What is crypto conservatism in this context?
It's no one thing, just a bunch of little things. On the surface, S1 feels like a pretty progressive and iconoclastic season; but a few things never sat right with me, and paired with Pizzolatto's cringey slandering of the fourth season (which, say what you want about it, he didn't come off well), it feels like a quietly conservative story. It's a really smart show, but not always for the reasons it wants to be.

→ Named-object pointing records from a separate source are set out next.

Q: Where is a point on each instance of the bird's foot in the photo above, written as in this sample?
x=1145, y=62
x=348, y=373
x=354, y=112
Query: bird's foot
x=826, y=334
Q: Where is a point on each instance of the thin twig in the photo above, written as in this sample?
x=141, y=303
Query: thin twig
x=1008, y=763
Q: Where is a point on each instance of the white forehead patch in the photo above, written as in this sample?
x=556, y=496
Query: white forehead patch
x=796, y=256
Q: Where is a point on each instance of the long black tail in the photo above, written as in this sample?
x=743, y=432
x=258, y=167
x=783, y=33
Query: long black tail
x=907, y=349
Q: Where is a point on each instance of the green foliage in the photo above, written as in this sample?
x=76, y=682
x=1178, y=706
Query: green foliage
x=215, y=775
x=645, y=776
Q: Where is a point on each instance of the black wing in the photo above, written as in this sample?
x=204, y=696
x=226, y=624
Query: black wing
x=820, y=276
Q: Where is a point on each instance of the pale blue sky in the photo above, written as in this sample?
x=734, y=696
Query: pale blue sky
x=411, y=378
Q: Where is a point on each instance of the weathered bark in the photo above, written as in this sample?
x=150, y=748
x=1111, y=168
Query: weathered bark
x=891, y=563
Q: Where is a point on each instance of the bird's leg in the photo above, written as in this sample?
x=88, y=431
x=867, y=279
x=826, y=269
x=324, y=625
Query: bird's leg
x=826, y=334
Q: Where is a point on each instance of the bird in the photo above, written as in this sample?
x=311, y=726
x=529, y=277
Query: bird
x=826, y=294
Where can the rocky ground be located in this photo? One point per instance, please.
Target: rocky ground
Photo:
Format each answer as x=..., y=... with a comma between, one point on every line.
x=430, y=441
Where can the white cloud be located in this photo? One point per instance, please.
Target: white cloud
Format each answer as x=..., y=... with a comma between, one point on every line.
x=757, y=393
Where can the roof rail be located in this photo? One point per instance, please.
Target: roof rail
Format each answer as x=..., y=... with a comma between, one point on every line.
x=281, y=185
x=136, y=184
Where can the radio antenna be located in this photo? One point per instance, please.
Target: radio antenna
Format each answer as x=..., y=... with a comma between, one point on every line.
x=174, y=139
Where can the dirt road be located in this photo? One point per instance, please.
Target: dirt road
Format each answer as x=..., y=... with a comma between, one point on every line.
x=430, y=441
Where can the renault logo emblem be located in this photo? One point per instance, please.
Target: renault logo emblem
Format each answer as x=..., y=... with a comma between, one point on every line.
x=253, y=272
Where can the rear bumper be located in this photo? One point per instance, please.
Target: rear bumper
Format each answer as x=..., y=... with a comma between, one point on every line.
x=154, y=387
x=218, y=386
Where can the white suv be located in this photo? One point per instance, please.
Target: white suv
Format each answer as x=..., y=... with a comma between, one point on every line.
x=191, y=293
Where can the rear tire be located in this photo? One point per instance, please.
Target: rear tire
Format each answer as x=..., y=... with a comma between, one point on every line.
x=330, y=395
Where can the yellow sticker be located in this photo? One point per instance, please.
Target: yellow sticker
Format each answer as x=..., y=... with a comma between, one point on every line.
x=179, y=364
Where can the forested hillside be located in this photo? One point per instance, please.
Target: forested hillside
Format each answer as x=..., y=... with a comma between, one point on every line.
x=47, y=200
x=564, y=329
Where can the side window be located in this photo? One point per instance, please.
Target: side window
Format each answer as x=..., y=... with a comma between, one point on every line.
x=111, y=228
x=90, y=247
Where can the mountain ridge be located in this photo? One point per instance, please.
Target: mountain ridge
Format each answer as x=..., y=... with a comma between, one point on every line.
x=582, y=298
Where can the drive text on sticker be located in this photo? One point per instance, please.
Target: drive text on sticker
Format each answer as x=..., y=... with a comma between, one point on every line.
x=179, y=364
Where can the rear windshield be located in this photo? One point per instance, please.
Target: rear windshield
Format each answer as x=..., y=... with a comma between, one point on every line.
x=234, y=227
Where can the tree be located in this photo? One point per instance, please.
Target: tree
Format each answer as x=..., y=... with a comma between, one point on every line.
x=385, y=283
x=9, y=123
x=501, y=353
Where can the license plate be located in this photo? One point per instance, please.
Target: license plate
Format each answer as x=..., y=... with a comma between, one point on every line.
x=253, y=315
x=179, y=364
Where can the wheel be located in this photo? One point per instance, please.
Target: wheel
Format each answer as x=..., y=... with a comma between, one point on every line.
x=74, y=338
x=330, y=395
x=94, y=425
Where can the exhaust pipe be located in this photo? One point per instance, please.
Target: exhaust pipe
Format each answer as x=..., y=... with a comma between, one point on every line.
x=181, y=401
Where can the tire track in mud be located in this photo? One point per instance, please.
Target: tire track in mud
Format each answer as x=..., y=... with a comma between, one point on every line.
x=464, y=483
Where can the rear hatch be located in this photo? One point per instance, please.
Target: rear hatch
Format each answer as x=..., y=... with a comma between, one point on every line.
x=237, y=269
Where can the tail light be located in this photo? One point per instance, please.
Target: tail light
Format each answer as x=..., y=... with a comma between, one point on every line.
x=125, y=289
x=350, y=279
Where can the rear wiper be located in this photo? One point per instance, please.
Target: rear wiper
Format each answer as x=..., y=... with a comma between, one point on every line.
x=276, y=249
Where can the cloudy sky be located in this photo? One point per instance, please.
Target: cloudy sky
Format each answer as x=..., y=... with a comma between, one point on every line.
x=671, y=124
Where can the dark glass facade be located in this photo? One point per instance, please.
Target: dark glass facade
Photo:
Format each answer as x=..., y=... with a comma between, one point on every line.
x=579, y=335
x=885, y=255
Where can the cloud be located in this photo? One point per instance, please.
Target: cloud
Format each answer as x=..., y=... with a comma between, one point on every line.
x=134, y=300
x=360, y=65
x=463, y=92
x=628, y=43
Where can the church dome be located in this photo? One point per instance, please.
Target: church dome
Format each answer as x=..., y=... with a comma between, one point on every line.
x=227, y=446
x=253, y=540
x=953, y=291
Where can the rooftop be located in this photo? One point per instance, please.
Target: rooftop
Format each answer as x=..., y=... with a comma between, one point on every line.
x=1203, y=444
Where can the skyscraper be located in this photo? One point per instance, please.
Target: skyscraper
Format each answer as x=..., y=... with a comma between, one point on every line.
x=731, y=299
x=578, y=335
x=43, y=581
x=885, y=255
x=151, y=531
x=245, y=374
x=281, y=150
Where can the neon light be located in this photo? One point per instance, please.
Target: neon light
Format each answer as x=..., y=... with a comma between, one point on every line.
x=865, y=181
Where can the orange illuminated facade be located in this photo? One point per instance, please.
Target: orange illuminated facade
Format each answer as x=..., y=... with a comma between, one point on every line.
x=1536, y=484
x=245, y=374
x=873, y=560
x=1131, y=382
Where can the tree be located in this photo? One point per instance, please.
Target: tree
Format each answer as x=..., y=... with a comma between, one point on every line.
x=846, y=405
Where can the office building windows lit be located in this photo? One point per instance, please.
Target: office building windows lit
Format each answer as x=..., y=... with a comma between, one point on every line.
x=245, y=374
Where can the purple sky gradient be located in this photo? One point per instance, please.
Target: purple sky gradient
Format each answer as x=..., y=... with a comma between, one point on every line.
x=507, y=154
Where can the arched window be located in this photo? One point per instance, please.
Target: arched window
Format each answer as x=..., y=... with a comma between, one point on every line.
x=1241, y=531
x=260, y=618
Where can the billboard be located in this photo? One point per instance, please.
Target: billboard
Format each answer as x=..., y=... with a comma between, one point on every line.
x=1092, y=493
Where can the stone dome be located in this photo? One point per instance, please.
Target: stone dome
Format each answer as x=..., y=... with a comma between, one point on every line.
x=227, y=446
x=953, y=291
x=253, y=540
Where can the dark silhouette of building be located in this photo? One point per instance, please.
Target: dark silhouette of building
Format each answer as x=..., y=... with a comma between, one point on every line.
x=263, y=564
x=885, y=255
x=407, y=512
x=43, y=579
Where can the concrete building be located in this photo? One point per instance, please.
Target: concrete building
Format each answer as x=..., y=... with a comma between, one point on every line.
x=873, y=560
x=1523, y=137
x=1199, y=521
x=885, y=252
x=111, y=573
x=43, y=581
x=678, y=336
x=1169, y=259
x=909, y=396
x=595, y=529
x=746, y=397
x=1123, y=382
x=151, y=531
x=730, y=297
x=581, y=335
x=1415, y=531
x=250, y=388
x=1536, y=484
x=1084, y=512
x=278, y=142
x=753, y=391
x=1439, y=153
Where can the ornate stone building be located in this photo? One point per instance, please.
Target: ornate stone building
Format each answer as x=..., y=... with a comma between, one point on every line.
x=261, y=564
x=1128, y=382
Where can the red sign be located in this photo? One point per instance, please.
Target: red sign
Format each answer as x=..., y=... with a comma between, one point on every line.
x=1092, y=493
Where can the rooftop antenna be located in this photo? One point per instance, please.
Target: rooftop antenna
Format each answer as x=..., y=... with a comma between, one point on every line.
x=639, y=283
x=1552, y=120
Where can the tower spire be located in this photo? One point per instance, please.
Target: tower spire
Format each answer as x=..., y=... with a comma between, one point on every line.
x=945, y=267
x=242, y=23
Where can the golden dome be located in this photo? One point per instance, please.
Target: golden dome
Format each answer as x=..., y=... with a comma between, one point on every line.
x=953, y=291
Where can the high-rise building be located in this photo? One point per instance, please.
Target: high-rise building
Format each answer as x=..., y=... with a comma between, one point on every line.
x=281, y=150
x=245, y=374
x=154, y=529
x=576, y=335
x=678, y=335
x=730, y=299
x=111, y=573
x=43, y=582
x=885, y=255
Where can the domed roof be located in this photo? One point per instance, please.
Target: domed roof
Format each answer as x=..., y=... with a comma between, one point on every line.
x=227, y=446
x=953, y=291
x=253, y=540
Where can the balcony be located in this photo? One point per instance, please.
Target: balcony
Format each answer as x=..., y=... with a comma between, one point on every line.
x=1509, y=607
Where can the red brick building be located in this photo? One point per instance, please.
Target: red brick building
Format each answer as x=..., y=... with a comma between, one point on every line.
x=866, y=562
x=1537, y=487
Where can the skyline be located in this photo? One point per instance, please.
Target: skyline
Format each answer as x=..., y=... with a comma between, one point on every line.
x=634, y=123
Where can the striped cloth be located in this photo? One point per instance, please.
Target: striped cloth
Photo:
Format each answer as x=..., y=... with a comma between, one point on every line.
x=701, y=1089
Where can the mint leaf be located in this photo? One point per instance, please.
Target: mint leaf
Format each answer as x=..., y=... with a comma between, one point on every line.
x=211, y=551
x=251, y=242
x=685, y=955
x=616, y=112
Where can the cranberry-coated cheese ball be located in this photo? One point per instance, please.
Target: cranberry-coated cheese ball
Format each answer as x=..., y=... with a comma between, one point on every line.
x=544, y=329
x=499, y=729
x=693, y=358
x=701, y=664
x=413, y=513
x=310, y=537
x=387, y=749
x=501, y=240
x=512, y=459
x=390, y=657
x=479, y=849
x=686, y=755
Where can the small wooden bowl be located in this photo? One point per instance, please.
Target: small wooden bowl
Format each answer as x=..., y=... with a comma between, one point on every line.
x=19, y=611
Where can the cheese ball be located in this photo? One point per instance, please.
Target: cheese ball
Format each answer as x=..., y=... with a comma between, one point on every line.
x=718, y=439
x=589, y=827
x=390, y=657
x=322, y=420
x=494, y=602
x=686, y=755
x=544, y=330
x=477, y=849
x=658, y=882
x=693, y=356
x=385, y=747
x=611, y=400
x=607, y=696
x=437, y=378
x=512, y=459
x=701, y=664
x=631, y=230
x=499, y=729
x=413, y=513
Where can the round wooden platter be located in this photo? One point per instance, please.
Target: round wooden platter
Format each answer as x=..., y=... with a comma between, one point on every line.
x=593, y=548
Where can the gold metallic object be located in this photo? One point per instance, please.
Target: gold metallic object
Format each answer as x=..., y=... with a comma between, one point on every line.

For starters, I never liked the ending of S1. It's too rosy and nice, with Marty's family sitting around him and Rust being all like, "Looks like the light's winning." It's a happy ending that shouldn't be, and it relies on conservative narrative tropes (the world needs bad men to kill the worse men, our women don't understand the struggle we go through but in the end they'll forgive us, good will always triumph over evil, etc.). I can't know how much of this was Pizzolatto and how much was his producers, but given HBO's proclivity for bleak or ambiguous endings elsewhere (
Sopranos being possibly their most successful case in point), I feel as though it's probably his style coming through. And I know this is a tired cliche, but Marty's redemptive arc with his family always feels unearned and too sweet. It's a nice fantasy, but it's just that--a fantasy. Misogynistic, overly possessive dude regains his wife's and daughters' affection not by actually trying with them or working through his problems but by performing some heroic act.
I really like that final episode, but I do not like the last five minutes of it. At least one of them should have died in that fortress, and Marty didn't deserve his family's affection simply because he almost died. The ending yearns too much to reclaim familial wholeness and cosmic justice.